Depuis la publication d’une enquête le 10 avril 2024 dans Paris Match, élargissant le hashtag #Metoo au domaine de la médecine et de l’hôpital public, les témoignages pleuvent et la parole se libère - notamment sur les réseaux sociaux.

Après que la Pr Karine Lacombe a publiquement accusé l’urgentiste Patrick Pelloux et d’autres médecins d’agressions sexuelles - un témoignage accompagné de révélations similaires par d’autres femmes du secteur, restées anonymes, pour la plupart - c’est au tour d’un collectif de médecins, soignants et soignantes - dont la Pr Lacombe fait partie - de s’emparer de la parole.

Dans une tribune publiée dans Libération le 7 mai 2024, ils et elles déclarent ne plus tolérer les gestes, les propos et l’omerta généralisée au sein de l'hôpital public. 

“Désormais on se relève, on reste, et on en finit avec l’impunité”. Une formule faisant écho à celle employée par l’autrice Virginie Despentes, après la cérémonie des Césars en 2020 (également dans une tribune pour Libération) : "Désormais on se lève et on se barre".  

78% des femmes médecins victimes de sexismes, 30% de gestes inappropriés

Le baromètre Donner des Elles à la santé par Ispos, en mai 2023, publiait déjà des chiffres alarmants sur l’état des inégalités femmes-hommes et des comportements sexistes et agressions, au sein de l’institution.

Des résultats repris par le collectif pour dénoncer "un système qui perdure", agissant sous le prétexte de l’esprit carabin et qui donne à entendre des "tiens l’écarteur comme tu écartes les cuisses" ou "j’ai envie, tu devrais être flattée".

Vidéo du jour

L’ex-ministre de la santé, Agnès Buzyn témoignait également de l’acharnement vécu durant ses années en tant que praticienne. Dans le documentaire Des blouses pas si blanches, diffusé le 5 mai 2024 sur M6, l’hématologue revient sur l’événement qui lui a fait quitter la profession et lui a valu une phase "pré-suicidaire".

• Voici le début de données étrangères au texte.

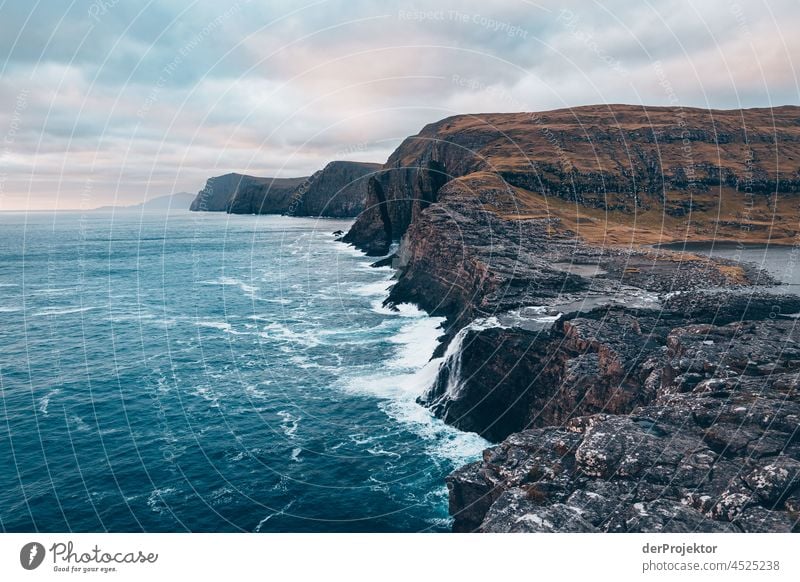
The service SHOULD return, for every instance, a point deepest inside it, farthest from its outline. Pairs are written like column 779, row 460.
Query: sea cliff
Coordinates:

"Tout d’un coup, je ressens une immense agressivité de la part de mes collègues. En fait, les hommes ne supportaient pas d’avoir une femme hiérarchiquement au-dessus d’eux", confie-t-elle à Libération. Une situation insoutenable intervenue au moment de sa nomination à une chaire de professeur en 2003.

Mais les discriminations de genre s’accompagnent aussi de harcèlement moral et sexuel, puisque la tribune rappelle que, "sur 521 médecins interrogées, 20 % d’entre elles ont subi des pressions répétées pour obtenir des faveurs sexuelles et 17 % d’entre elles ont même subi des situations d’agressions sexuelles".

Ces chiffres évoquent une réalité encore peu dite et encore moins écoutée et sont sûrement “sous-estimés”, ajoute le collectif.

Dénoncer le manque d’interlocuteur

Sous couvert d’une "bonne réputation", d’une "expérience" ou d’un rapport de force bien établi, les accusations et les dénonciations se font peu nombreuses.

En cause ? La crainte de "saboter" sa carrière avant même de l’avoir débutée, mais aussi et surtout, l’usage de la pression pour dissuader les victimes de parler, ainsi que le manque d’interlocuteurs vers qui se tourner.

Un système tant et si bien mis en place que le collectif de soignant.es et médecins estime que certain.es “oublient” ou, peut-être, choisissent de fermer les yeux sur les actions inappropriées qu’ils et elles ont pu voir.

Un appel à réformer un système verrouillé par le patriarcat

Une lourde tâche attend désormais l’institution qui doit être synonyme de protection et de mesures punitives, toujours selon le collectif.

Outre la libération et la prise en compte de la parole, celle-ci devrait cesser de tolérer les petits arrangements du système qui consiste à relocaliser les problèmes dans une structure différente plutôt que de les sanctionner, explicite les médecins et soignant.es signataires. 

Réformer passe aussi par l’ouverture de postes à responsabilité aux femmes médecins et soignantes, car 60% d’entre elles considèrent que “les hommes sont davantage sollicités dans les activités de représentation”, et que 38% déclarent qu’il leur est dit que les postes universitaires ne sont pas faits pour elles, selon le sondage Ispos.

“Pour cela, nous avons besoin et demandons aux universités de s’engager à une protection pédagogique obligatoire pour les étudiantes portant plainte ou témoignant afin de ne pas être pénalisées dans leur cursus de formation”, interpelle le collectif qui appelle au soutien de la communauté médicale, mais aussi des administratifs.ves et des patient.es, pour stopper "l’hémorragie de misogynie".